Yixing the Day After & Before the First Cup

Yesterday I cracked open my bing of Kunming Guyi factory's 2006 Jingmai Spring sheng pu'er. I like it; it's sweet and medicinal so far. But I used it in my little yixing teapot and the camphor scents of that specific tea seem to have lingered in the pot which makes for an interesting cup of Xiaguan Tibetan Flame brick!

I decided to also read online about the different ideas for maintaining yixing teapots. The information tag I got with my purchase was laconic. It simply said, "heat water, add one teaspoon to pot, steep 1 minute. Empty tea leaves when done and rinse teapot with water."
Very little information as to where the clay was sourced, how it was made, what benefits it has over porcelain, and all that jazz.
I found this odd, considering this is Chapel Hill; all the health food stores have massive poster displays on stands that go into great length with details and photos on where you're buying your food from, the farmer's name, the farmer's region's troubles with politics or threats of logging, and why buying this farmer's crop will allow him to have an extra goat or three chickens more.
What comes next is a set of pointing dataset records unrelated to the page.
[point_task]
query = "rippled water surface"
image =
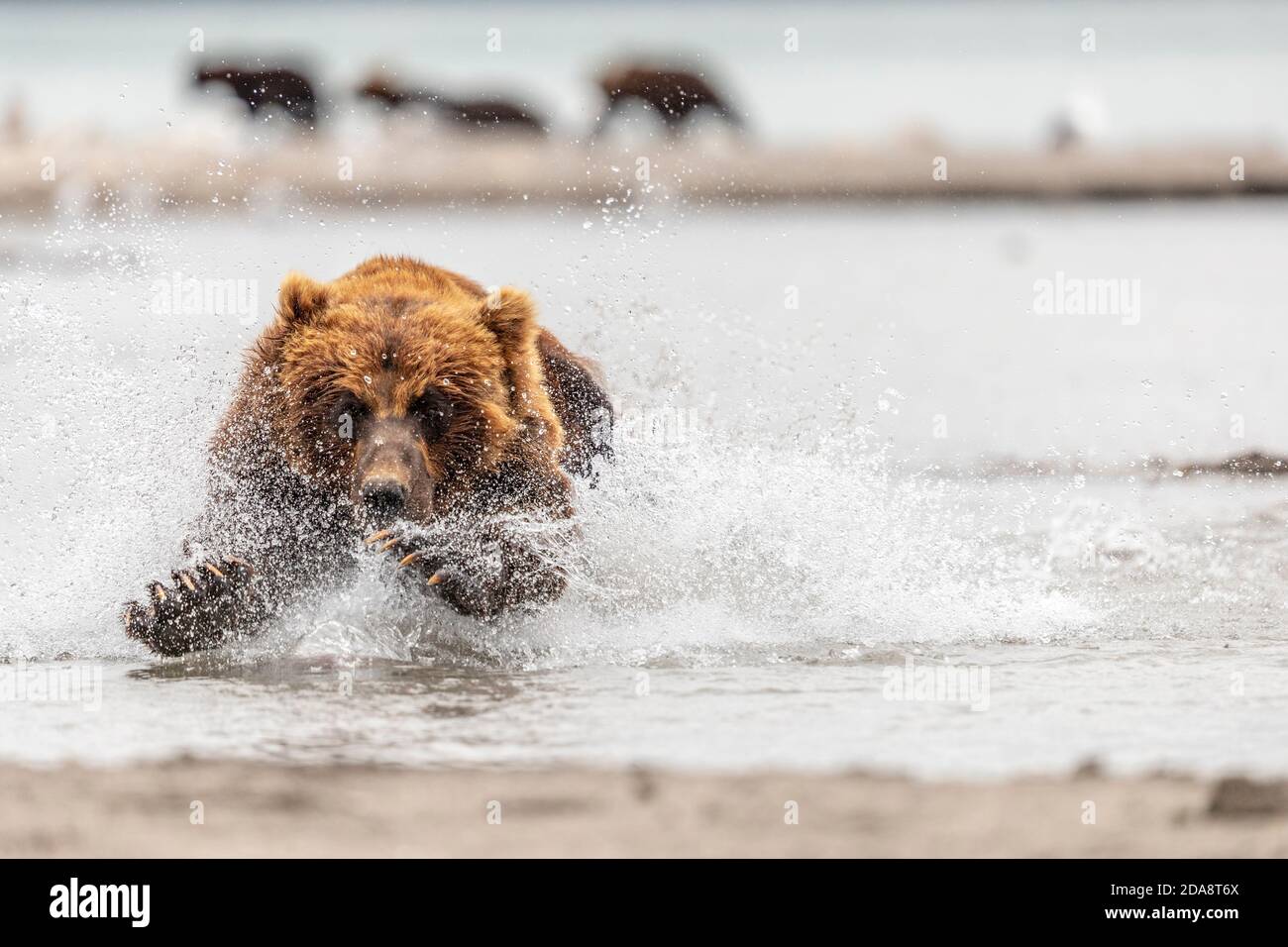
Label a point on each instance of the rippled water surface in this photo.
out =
(815, 405)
And then I wonder if all the store's chains have this poster display with the same amount of ink and paper, and then I wonder if the potato farmers have the same displays for them along with the bok choy farmers, and then I begin to wonder if perhaps the store would've saved money in the long run by simply buying the farmer a goat or three chickens with the amount of money spent on paper and ink and just have a handwritten sign saying, "GOOD FOOD."

So, buying something food related that doesn't have a display that goes into great depth about the digestive problems of the crops' earthworms is mighty suspicious. So, to the internet I went to find out more about the care of yixing.

And the amount of info I found was large. On youtube, I found a video of a guy boiling a teapot in water, and then adding tea leaves to season the pot. After all of this, he put toothpaste on a toothbrush and with some elbowgrease gave that pot a good, clean, fresh feeling. Hmmm. Another tea blog had a simple "rinse three times, brew a pot of tea, rinse teapot and let dry" for its advanced seasoning and maintenance advice, and offered that seasoning an yixing teapot closes its pores and makes it similar to a porcelain teapot. And one upscale site had a bunch of monotonous made-up advice which I've paraphrased: "One should first take into mind what sort of teapot would go best with a type of tea. Upon meditation and discovery upon the type of tea corresponding to the shape of the yixing, or as the Chinese are found of saying, Eyashwong, you must then put the teapot in a larger pot boiling water and place tea within the boiling pot, but take care! One must not make the resulting tea bitter or this shall affect the taste of the Eyashwong! When it is finished, one must then put on kidgloves or use all natural, unsealed bamboo tongs such as the type used in the Ming Dynasty (which we conveniently happen to have for a mere $45) to remove the teapot. But do not touch it with the bare hands! The oil of the hands might stick to the yixing, or Eyashwong, and forever mar the enjoyment of your teabags!"

For right now, I've decide to ignore all the advice except for the blog that said to rinse, brew, and enjoy. I drink tea to relax and enjoy it.